Ecole de Adi Yoga - Nantes et Ile de France
 
Jour 205

Jour 205

Vipasyana

J'aime beaucoup passer des heures allongé dans la posture de Shiva et me laisser aller à penser, juste cela. Les pensées, de toutes sortes, vont et viennent à leur gré. Et je les observe, laisse le mental raconter ses carabistouilles. Je sais que je ne suis pas ces pensées. Je ne suis pas non plus l'air qui entre et qui sort dans ma poitrine. Je ne suis pas le sang qui va et vient. Je ne suis rien de tout cela. Et pourtant, sans cela, où serait celui qui le dit ?

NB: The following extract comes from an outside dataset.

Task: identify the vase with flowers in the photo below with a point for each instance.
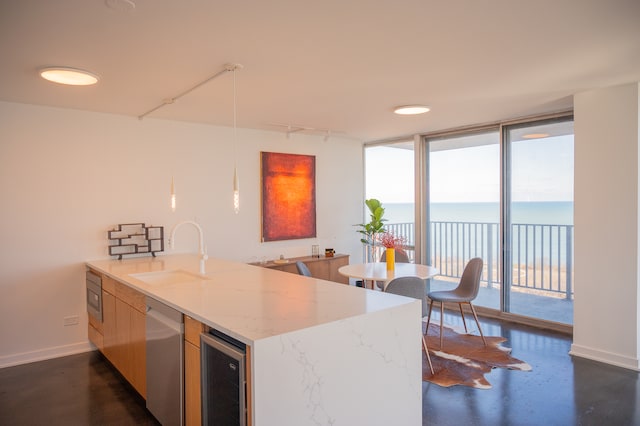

On a coutume de croire que les pensées sont un obstacle à l'actualisation de l'être et les méditants font ce qu'ils peuvent pour ne pas s'y impliquer et en devenir de simples observateurs. C'est une bonne chose du point de vue de la discipline pour apprendre à ne pas s'identifier aux pensées et donc à maintenir l'esprit dans le grand calme de sa propre présence (samatha).

Mais du point de vue de l'Adi, et une fois qu'on est passé maître de la "non-identification", cette démarche n'est plus appropriée. Je vois que chaque pensée, qu'elle soit heureuse ou malheureuse, vertueuse ou malicieuse, possède une structure et une colonne vertébrale. La structure répond à un système de construction, toujours le même, et sa colonne n'est rien moins que la Claire-Lumière. Et c'est autour de cette base toute pure de la conscience nue que s'organise chaque pensée et sa spécificité.

Chaque pensée véhicule un message factuel simultanément à son message essentiel. L'un est relatif et l'autre absolu. C'est pourquoi toute attitude à l'égard d'une pensée est-elle une attitude à l'égard de la Claire-Lumière. Ne rien faire peut alors devenir de l'indifférence et conforter l'ignorance (avidya).

Comment reconnaître la Claire-Lumière d'une pensée ? C'est très simple : il suffit de la regarder en face. Ce n'est donc pas une non-attitude comme dans l'apprentissage de la méditation. C'est au contraire une attitude volontaire, une action, une vision pénétrante. Quand on regarde en face une pensée, elle disparaît immédiatement. Ce qui est vu alors à cet instant précis est la Claire-Lumière.

Bien sûr, nous devons apprendre à reconnaître la Claire-Lumière. Elle est pure conscience, sans message, sans cause, vide, spacieuse et accueillante. Ce ne sont là que quelques qualités bien impropres à en dessiner les contours. Bien qu'elle ne soit vue, elle est sue. Bien qu'elle soit sans contenu, elle est aperçue.

Pour reconnaître la Claire-Lumière à l'instant de la non-pensée provoquée par l'observation directe, nous avons besoin de présence et d'ouverture de l'esprit. Ce qu'on appelle la Confiance Fondamentale est issue spontanément de cette "connaissance aveugle" de la Claire-Lumière. Le plus important est d'en avoir eu un aperçu au moins une fois. C'est pourquoi il est bon que chacun trouve un maître capable de provoquer cet événement. Parfois, le maître est une personne, d'autre fois un livre, un animal, un orgasme, une situation...

En ces jours difficiles où les maîtres compétents se font rares, il importe de les rechercher activement, mais aussi de se tenir prêt à l'égard de toute situation provocante et à même d'engendrer ce genre d'illumination.

Je dirais même que la spécificité moderne de l'Adi est d'envisager la totalité des situations et des êtres comme notre Guru et d'entrer en contact avec cela comme on plonge dans l'océan pour prendre un bon bain. C'est pourquoi le Guerrier Spirituel met un point d'honneur à être "toujours prêt", non pas sur ses gardes comme un guerrier ordinaire, mais tendre et doux, comme un homme ou une femme se préparant à une rencontre amoureuse.